Kinetic folding parameters of X11 PDZ1-PDZ2 and PDZ1
| pH | kF (s−1) | kU (s−1) | KN–I |
|---|---|---|---|
| X11 PDZ1-PDZ2 | |||
| 3.7 | 0.14 ± 0.02 | 0.16 ± 0.02 | (2.72 ± 0.08) •10−2 |
| 4.5 | 1.30 ± 0.08 | 0.078 ± 0.003 | (5.7 ± 0.1) •10−4 |
| 5.5 | 5.06 ± 0.05 | 0.068 ± 0.002 | (2.45 ± 0.04) •10−5 |
| 6.5 | 8.32 ± 0.05 | 0.071 ± 0.001 | (8.12 ± 0.02) •10−6 |
| 7.0 | 12.0 ± 0.1 | 0.077 ± 0.002 | (8.19 ± 0.06) •10−6 |
| 7.5 | 11.2 ± 0.1 | 0.107 ± 0.003 | (6.53 ± 0.09) •10−6 |
| 9.0 | 16.3 ± 0.1 | 0.077 ± 0.001 | (8.47 ± 0.04) •10−6 |
| PDZ1 | |||
| 3.7 | 0.36 ± 0.05 | 0.32 ± 0.02 | - |
| 4.5 | 1.51 ± 0.04 | 0.19 ± 0.05 | - |
| 5.5 | 3.7 ± 0.04 | 0.16 ± 0.06 | - |
| 6.5 | 4.5 ± 0.05 | 0.16 ± 0.07 | - |
| 7.0 | 5.5 ± 0.03 | 0.34 ± 0.06 | - |
| 7.5 | 5.8 ± 0.07 | 0.38 ± 0.08 | - |
| 9.0 | 7.3 ± 0.06 | 0.33 ± 0.05 | - |
Folding parameters obtained for X11 PDZ1-PDZ2 and PDZ1 were calculated from a three-state and two-state, respectively. All data were recorded at 37 °C. To reduce errors, the chevron plots of each protein were globally fitted with shared m-values.
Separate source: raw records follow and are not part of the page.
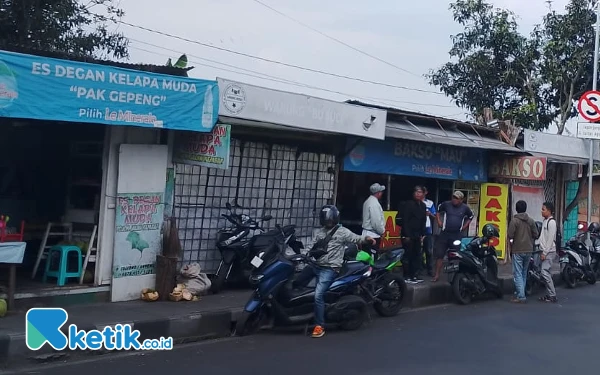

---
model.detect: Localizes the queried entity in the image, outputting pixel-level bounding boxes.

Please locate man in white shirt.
[362,183,385,249]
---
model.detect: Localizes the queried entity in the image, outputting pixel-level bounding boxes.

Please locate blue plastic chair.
[43,245,83,286]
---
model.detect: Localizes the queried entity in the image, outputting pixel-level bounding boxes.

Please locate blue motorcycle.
[237,253,372,335]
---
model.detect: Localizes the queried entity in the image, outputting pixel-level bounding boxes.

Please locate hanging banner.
[479,184,508,259]
[344,139,487,182]
[113,193,164,279]
[488,156,547,181]
[173,124,231,169]
[0,51,219,133]
[380,211,402,248]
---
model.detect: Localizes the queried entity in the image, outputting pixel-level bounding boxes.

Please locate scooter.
[236,253,372,335]
[211,201,304,293]
[345,244,406,317]
[444,237,503,305]
[558,224,596,288]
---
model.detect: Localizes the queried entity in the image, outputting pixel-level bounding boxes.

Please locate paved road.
[9,285,600,375]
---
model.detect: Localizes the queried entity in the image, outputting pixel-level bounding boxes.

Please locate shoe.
[540,296,558,303]
[312,326,325,338]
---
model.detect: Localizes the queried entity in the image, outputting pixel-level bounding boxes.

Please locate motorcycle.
[558,224,596,288]
[236,248,372,336]
[345,244,406,317]
[211,201,304,293]
[444,237,503,305]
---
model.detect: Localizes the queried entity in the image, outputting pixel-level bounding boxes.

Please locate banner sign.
[344,139,487,182]
[113,193,164,278]
[173,124,231,169]
[488,156,547,181]
[479,184,508,259]
[0,51,219,133]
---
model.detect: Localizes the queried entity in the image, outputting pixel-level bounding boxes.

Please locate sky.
[106,0,567,129]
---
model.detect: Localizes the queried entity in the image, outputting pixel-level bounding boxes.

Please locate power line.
[130,38,456,108]
[254,0,423,78]
[118,20,445,96]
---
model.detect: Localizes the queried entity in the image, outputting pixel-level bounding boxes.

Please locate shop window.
[174,139,335,273]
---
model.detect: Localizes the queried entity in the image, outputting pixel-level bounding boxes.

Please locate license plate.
[250,257,264,268]
[444,262,458,273]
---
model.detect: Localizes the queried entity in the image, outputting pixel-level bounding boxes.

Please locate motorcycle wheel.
[452,273,472,305]
[373,274,406,318]
[236,308,265,336]
[210,263,229,294]
[561,264,577,289]
[340,309,367,331]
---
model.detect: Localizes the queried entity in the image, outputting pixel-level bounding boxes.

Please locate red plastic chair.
[0,216,25,242]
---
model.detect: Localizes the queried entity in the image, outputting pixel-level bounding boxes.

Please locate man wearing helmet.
[294,205,375,337]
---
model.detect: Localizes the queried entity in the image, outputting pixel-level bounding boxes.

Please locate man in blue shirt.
[423,186,437,276]
[431,190,474,282]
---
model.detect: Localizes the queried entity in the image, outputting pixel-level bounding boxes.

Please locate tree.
[0,0,129,59]
[428,0,596,134]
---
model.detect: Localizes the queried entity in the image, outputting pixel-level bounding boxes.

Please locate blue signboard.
[344,139,487,182]
[0,51,219,133]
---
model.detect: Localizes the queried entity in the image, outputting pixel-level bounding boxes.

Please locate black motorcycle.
[444,237,503,305]
[211,201,304,293]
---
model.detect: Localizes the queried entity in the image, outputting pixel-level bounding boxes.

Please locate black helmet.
[481,224,500,238]
[319,204,340,228]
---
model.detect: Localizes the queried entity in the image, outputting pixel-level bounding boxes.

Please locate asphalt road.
[8,284,600,375]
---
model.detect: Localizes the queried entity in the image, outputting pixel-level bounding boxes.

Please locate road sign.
[577,91,600,122]
[577,122,600,139]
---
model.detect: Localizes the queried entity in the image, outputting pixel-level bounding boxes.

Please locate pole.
[587,3,600,225]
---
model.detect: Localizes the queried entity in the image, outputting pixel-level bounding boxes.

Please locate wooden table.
[0,242,27,310]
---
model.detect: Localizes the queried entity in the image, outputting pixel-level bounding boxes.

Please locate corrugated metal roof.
[385,121,526,154]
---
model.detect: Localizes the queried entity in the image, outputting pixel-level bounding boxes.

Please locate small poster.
[173,124,231,169]
[113,193,164,278]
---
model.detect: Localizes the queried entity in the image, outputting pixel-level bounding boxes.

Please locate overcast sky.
[113,0,567,129]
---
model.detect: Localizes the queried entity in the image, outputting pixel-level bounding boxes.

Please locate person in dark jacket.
[508,201,539,303]
[402,186,427,284]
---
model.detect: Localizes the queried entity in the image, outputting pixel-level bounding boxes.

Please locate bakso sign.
[488,156,547,181]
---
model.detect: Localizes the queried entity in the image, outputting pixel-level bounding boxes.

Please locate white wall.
[94,126,160,285]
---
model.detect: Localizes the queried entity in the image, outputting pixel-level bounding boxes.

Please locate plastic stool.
[43,245,82,286]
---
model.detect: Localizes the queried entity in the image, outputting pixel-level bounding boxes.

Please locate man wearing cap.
[432,190,474,282]
[362,183,385,249]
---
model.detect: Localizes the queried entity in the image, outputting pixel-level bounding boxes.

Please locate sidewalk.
[0,264,559,366]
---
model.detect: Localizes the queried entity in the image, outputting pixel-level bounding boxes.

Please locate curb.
[0,273,562,367]
[0,310,238,367]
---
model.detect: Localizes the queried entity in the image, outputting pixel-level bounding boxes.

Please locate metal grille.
[174,139,335,273]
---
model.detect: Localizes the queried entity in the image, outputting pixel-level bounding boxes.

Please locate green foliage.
[0,0,129,59]
[428,0,595,134]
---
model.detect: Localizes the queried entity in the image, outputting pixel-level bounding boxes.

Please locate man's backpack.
[308,224,341,260]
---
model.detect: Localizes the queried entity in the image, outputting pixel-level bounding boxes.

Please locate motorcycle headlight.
[250,275,265,285]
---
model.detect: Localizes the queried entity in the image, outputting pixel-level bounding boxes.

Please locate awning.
[385,121,527,155]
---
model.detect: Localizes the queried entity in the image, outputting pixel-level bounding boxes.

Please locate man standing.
[540,202,558,303]
[423,186,437,276]
[402,186,427,284]
[431,190,473,282]
[362,183,385,250]
[507,201,539,303]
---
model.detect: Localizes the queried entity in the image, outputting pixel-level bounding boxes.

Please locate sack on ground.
[177,263,211,296]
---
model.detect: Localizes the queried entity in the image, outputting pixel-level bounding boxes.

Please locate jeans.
[402,237,423,279]
[293,265,337,327]
[542,252,556,297]
[512,253,531,300]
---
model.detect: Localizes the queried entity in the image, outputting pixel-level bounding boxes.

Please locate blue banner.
[0,51,219,133]
[344,139,487,182]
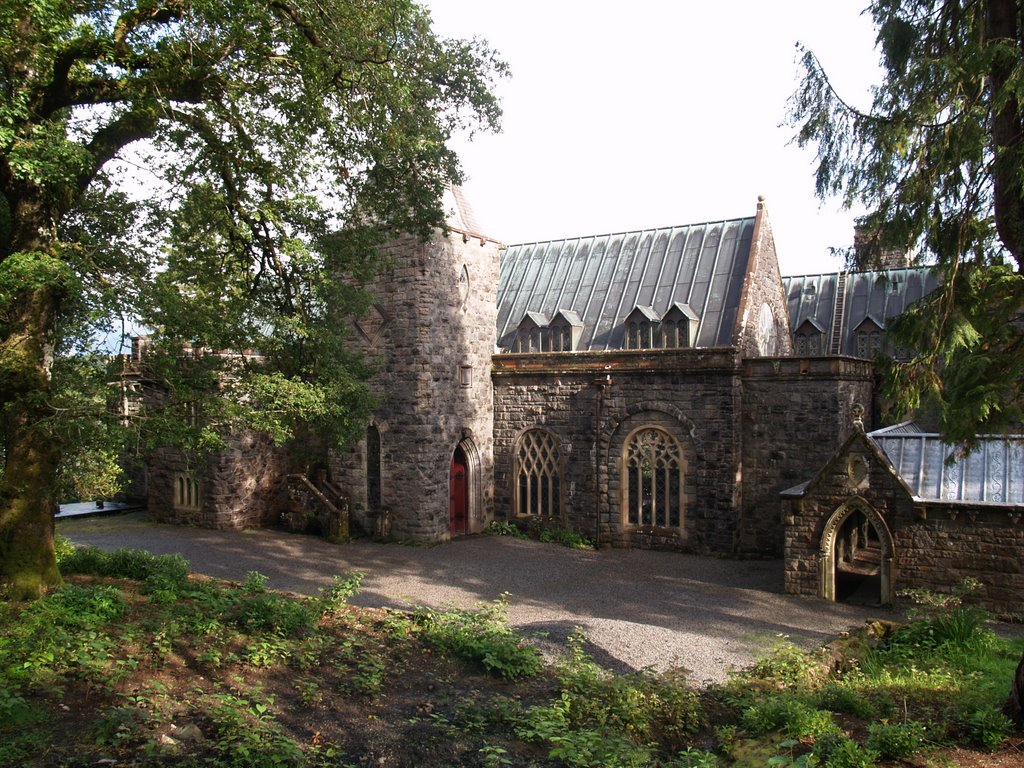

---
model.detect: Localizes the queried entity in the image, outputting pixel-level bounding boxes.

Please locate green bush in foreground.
[415,595,544,680]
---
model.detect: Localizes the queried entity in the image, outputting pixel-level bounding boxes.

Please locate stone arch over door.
[818,497,894,605]
[449,430,483,539]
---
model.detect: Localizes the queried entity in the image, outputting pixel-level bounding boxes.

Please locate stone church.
[148,189,1021,614]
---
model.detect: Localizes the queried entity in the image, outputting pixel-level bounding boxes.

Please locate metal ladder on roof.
[828,269,848,354]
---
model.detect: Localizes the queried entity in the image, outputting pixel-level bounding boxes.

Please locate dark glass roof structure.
[867,424,1024,506]
[498,216,755,351]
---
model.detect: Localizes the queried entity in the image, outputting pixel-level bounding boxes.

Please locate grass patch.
[0,550,1020,768]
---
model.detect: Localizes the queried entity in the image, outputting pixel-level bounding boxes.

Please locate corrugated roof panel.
[868,430,1024,505]
[652,227,692,306]
[911,440,946,499]
[1007,440,1024,500]
[498,218,754,349]
[782,267,939,355]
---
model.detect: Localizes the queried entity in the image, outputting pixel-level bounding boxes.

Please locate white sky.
[423,0,878,274]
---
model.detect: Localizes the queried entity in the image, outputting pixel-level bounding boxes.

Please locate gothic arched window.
[623,427,683,528]
[367,424,381,509]
[514,429,561,517]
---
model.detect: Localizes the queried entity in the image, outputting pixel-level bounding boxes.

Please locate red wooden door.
[449,447,469,536]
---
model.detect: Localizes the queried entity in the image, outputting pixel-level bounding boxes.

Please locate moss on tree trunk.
[0,287,60,600]
[0,409,60,600]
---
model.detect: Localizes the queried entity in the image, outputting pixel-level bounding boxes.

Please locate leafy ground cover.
[0,547,1021,768]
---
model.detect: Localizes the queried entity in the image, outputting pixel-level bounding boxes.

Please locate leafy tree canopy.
[0,0,505,594]
[790,0,1024,446]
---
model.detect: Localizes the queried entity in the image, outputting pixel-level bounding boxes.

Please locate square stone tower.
[330,188,501,541]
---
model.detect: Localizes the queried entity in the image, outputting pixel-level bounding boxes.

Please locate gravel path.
[57,513,894,683]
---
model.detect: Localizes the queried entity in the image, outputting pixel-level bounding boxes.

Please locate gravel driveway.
[57,513,893,683]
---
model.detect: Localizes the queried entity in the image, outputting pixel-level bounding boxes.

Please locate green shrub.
[867,720,927,760]
[743,636,821,688]
[206,693,306,768]
[319,570,367,615]
[233,592,318,637]
[61,547,188,593]
[53,534,75,570]
[415,595,543,680]
[516,632,700,766]
[807,732,879,768]
[818,683,879,720]
[539,528,594,549]
[483,520,529,539]
[742,695,838,739]
[963,705,1014,751]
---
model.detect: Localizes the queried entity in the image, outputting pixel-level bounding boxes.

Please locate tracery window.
[623,427,683,528]
[367,424,381,509]
[626,321,654,349]
[793,333,821,356]
[515,429,561,517]
[174,472,203,510]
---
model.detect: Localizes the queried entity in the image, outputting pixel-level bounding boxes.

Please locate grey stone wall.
[147,433,289,528]
[494,349,740,552]
[330,231,499,541]
[738,357,873,557]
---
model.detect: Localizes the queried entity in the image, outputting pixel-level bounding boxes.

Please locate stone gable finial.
[850,402,864,434]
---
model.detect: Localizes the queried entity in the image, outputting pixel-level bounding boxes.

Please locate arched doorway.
[818,499,893,605]
[449,444,469,538]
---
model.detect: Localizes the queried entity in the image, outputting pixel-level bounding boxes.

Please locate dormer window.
[854,317,885,359]
[793,317,825,357]
[660,301,697,349]
[548,309,583,352]
[626,306,659,349]
[513,312,548,352]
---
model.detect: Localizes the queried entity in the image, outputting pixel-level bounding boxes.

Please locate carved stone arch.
[449,434,484,534]
[818,496,895,605]
[598,400,697,455]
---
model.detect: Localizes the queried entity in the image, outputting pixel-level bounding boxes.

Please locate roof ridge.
[506,216,756,248]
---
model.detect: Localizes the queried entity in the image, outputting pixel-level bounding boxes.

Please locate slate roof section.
[782,267,939,356]
[867,424,1024,506]
[498,216,755,351]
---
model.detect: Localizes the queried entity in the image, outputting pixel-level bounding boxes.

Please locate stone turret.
[331,188,501,541]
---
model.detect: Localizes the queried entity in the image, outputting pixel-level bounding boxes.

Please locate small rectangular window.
[174,472,203,510]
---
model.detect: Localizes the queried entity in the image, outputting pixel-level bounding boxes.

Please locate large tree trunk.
[0,286,60,600]
[0,406,60,600]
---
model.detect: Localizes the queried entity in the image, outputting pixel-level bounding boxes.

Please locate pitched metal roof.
[782,267,939,356]
[867,424,1024,505]
[498,216,754,351]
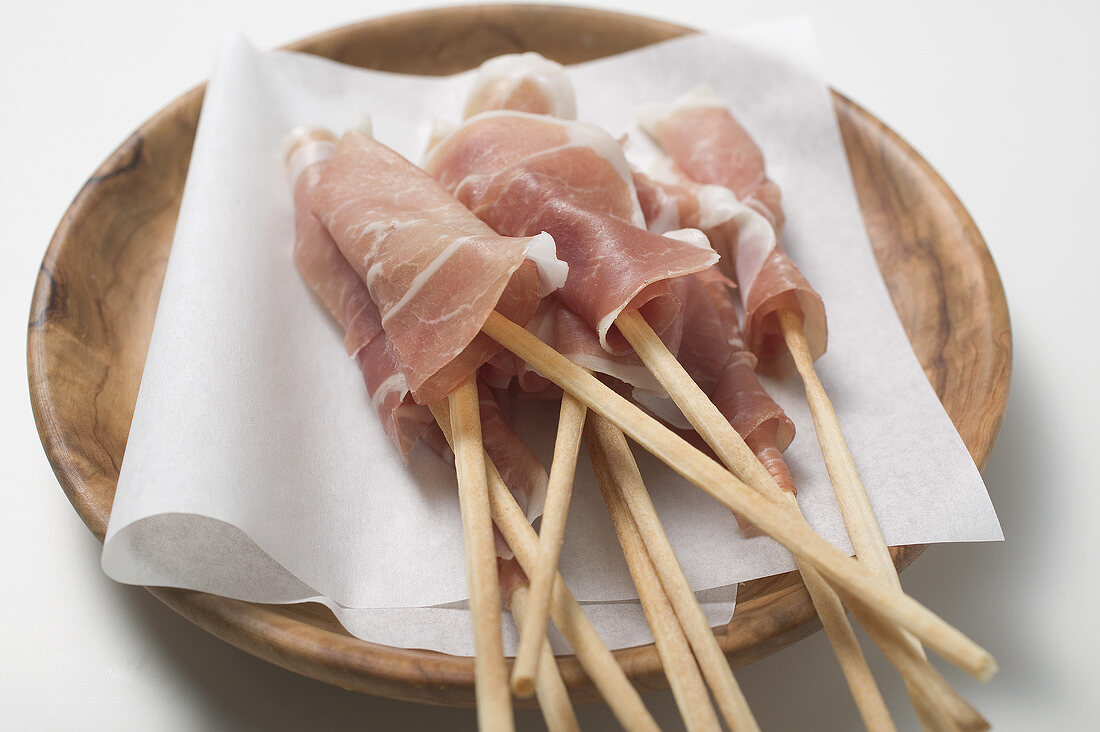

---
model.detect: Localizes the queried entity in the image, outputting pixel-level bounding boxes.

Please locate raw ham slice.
[288,132,435,463]
[639,89,827,369]
[464,52,576,119]
[311,131,553,404]
[425,111,717,353]
[678,269,794,492]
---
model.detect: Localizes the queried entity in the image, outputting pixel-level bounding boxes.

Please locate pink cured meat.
[294,141,435,463]
[463,52,576,119]
[678,269,794,492]
[311,131,552,404]
[425,112,717,353]
[645,95,827,369]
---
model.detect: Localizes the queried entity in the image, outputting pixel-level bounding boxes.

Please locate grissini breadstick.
[587,415,756,730]
[431,403,659,732]
[617,314,980,726]
[586,431,721,732]
[512,393,585,697]
[447,376,514,731]
[482,312,997,680]
[508,583,581,732]
[778,310,988,729]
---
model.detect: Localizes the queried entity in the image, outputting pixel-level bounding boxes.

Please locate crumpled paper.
[102,21,1001,655]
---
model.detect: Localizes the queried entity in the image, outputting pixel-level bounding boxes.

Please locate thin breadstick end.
[448,378,514,731]
[482,312,996,677]
[587,414,759,730]
[616,312,894,730]
[512,394,586,698]
[585,429,722,732]
[846,598,989,732]
[430,403,659,732]
[509,584,581,732]
[777,310,997,682]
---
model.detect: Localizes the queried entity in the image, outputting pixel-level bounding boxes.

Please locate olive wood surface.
[28,6,1012,706]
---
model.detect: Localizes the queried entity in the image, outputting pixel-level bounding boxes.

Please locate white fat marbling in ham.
[464,52,576,119]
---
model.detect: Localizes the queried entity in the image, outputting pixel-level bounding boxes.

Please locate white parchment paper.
[102,21,1001,654]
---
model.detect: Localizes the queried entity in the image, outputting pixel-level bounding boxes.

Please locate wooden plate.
[28,7,1011,706]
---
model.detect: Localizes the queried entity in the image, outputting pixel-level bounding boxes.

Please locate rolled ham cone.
[287,124,435,457]
[310,130,564,404]
[415,111,717,353]
[678,269,794,501]
[638,88,827,372]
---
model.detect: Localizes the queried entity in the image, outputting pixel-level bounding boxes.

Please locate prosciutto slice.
[678,269,794,492]
[288,132,435,463]
[425,111,718,353]
[464,52,576,119]
[310,131,554,404]
[639,89,827,368]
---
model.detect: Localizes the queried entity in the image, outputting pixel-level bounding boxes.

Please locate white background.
[0,0,1100,730]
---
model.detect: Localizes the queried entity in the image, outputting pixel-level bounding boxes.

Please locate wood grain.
[28,6,1012,706]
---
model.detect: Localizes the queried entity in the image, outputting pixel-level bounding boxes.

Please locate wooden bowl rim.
[28,4,1011,701]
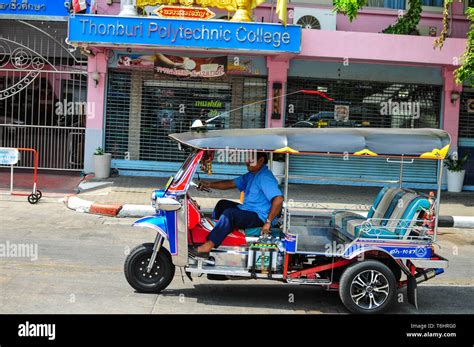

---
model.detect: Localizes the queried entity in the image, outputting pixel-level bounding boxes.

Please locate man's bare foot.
[197,241,215,253]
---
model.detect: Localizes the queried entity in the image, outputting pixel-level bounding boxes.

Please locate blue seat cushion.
[243,227,282,237]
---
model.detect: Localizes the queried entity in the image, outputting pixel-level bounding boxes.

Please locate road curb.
[65,195,474,229]
[89,202,122,217]
[117,204,156,217]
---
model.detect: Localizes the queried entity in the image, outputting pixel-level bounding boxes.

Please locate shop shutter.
[105,70,267,173]
[285,77,441,184]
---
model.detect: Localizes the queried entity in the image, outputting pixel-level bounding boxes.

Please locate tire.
[339,260,397,314]
[28,194,39,205]
[124,243,175,293]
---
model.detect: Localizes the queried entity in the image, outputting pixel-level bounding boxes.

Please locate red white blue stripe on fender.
[133,211,178,255]
[343,244,432,259]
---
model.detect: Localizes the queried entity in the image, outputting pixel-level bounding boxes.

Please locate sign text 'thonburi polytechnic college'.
[69,15,301,53]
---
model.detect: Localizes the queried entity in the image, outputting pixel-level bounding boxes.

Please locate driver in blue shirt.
[189,152,283,259]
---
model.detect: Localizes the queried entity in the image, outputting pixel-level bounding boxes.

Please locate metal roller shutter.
[286,78,441,184]
[105,70,267,170]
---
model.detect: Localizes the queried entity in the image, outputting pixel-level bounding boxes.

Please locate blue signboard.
[69,15,301,53]
[0,0,94,21]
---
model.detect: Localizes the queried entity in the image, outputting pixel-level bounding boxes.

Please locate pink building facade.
[81,0,474,189]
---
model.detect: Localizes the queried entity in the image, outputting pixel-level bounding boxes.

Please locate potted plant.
[272,153,285,184]
[444,152,468,193]
[94,147,112,178]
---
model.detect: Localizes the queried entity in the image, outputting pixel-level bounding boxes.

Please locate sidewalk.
[0,168,83,199]
[67,176,474,227]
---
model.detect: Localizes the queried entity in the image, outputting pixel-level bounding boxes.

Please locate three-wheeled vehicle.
[125,128,450,313]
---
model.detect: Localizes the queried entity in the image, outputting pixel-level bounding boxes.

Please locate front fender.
[132,211,178,255]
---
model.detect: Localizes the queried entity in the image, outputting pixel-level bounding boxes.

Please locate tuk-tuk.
[125,128,450,313]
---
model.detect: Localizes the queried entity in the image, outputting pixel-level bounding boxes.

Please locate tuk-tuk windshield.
[172,151,198,183]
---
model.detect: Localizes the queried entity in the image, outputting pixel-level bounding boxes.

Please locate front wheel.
[124,243,175,293]
[339,260,396,314]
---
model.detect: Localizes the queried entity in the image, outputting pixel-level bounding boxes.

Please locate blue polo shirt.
[234,165,283,223]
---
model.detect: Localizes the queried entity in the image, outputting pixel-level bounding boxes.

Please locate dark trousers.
[207,200,263,247]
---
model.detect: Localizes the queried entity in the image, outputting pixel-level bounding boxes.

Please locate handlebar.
[190,181,211,193]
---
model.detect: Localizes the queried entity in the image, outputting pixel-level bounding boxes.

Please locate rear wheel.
[124,243,175,293]
[339,260,396,314]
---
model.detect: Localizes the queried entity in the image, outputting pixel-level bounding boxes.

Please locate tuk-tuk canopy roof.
[169,128,451,159]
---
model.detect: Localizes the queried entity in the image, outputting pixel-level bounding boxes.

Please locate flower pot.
[272,161,285,184]
[446,170,466,193]
[94,153,112,178]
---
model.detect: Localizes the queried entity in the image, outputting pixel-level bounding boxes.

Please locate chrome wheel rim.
[351,270,390,310]
[135,254,163,284]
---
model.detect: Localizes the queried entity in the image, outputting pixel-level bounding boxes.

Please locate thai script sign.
[0,147,19,165]
[69,15,301,53]
[153,5,216,19]
[117,53,227,77]
[0,0,95,20]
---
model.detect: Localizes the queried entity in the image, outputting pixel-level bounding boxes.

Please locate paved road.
[0,196,474,314]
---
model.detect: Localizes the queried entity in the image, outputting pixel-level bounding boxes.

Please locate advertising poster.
[117,53,227,78]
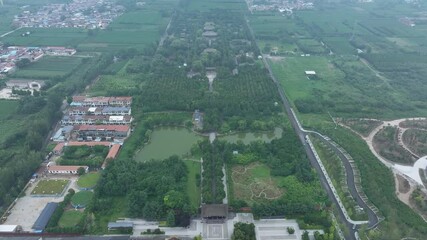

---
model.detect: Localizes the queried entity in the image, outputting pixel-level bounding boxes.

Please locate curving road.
[246,16,380,240]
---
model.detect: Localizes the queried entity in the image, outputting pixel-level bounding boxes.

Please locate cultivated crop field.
[88,74,138,96]
[231,162,284,203]
[336,118,382,137]
[77,7,169,51]
[31,179,70,195]
[13,56,82,79]
[58,210,85,228]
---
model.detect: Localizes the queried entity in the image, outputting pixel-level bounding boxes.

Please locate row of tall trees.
[94,156,194,226]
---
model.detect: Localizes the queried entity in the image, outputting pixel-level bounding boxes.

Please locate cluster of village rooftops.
[48,96,133,174]
[0,45,76,75]
[12,0,125,29]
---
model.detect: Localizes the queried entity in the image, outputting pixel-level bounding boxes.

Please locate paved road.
[246,16,378,240]
[310,133,379,228]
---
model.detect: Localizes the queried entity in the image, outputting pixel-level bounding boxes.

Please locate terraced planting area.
[373,127,418,164]
[249,0,427,236]
[13,56,83,79]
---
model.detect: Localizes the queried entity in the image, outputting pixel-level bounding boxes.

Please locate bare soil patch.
[336,118,383,137]
[231,163,283,202]
[402,129,427,156]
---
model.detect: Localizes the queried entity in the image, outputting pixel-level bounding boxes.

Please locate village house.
[74,125,130,140]
[61,114,133,125]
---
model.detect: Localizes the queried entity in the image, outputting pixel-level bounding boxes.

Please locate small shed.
[202,204,228,223]
[108,222,133,231]
[305,71,317,79]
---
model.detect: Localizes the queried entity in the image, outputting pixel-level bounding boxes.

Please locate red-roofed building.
[52,142,64,155]
[65,141,111,147]
[101,144,121,169]
[109,97,132,106]
[74,125,130,139]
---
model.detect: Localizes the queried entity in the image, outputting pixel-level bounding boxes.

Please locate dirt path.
[346,117,427,197]
[360,58,390,86]
[0,27,22,38]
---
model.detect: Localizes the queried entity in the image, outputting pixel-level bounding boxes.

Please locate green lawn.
[88,74,138,96]
[2,28,88,47]
[90,197,128,234]
[269,56,348,100]
[58,210,85,228]
[0,100,19,121]
[135,128,202,161]
[13,56,82,79]
[31,179,70,195]
[184,160,200,209]
[71,191,93,207]
[77,172,101,188]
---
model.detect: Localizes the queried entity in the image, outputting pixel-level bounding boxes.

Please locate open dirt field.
[4,176,77,231]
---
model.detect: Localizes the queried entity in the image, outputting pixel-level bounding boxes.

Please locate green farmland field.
[0,100,26,143]
[71,191,93,207]
[2,28,88,47]
[13,56,82,79]
[31,179,70,195]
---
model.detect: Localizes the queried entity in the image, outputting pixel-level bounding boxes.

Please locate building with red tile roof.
[47,165,89,174]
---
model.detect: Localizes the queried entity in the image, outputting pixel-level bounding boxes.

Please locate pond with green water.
[219,128,283,144]
[135,127,203,161]
[135,127,283,162]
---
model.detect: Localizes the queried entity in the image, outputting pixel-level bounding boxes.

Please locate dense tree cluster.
[137,10,281,132]
[0,55,112,215]
[198,140,231,204]
[94,156,193,225]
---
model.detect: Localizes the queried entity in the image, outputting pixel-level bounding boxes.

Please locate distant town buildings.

For X11 PDZ1-PDZ2, the calculated m values from a three-state analysis were mF = 0.94 ± 0.03 kcal mol−1 M−1; mU = 0.15 ± 0.02 kcal mol−1 M−1; mKN–I = 1.09 ± 0.09 kcal mol−1 M−1, with a total mD–N = 2.2 ± 0.1. This value is in good agreement with the value of 2.1 ± 0.2 kcal mol−1 M−1 obtained from CD monitored denaturation experiments. On the other hand, in the case of PDZ1, a two-state fit returned the values of mF = 1.04 ± 0.04 kcal mol−1 M−1 and an mF = 0.15 ± 0.01 kcal mol−1 M−1 with a total mD–N = 1.2 ± 0.1 kcal mol−1 M−1. Also in this case, there is a good agreement with the equilibrium value monitored by CD melting, being mD–N = 1.0 ± 0.1 kcal mol−1 M−1.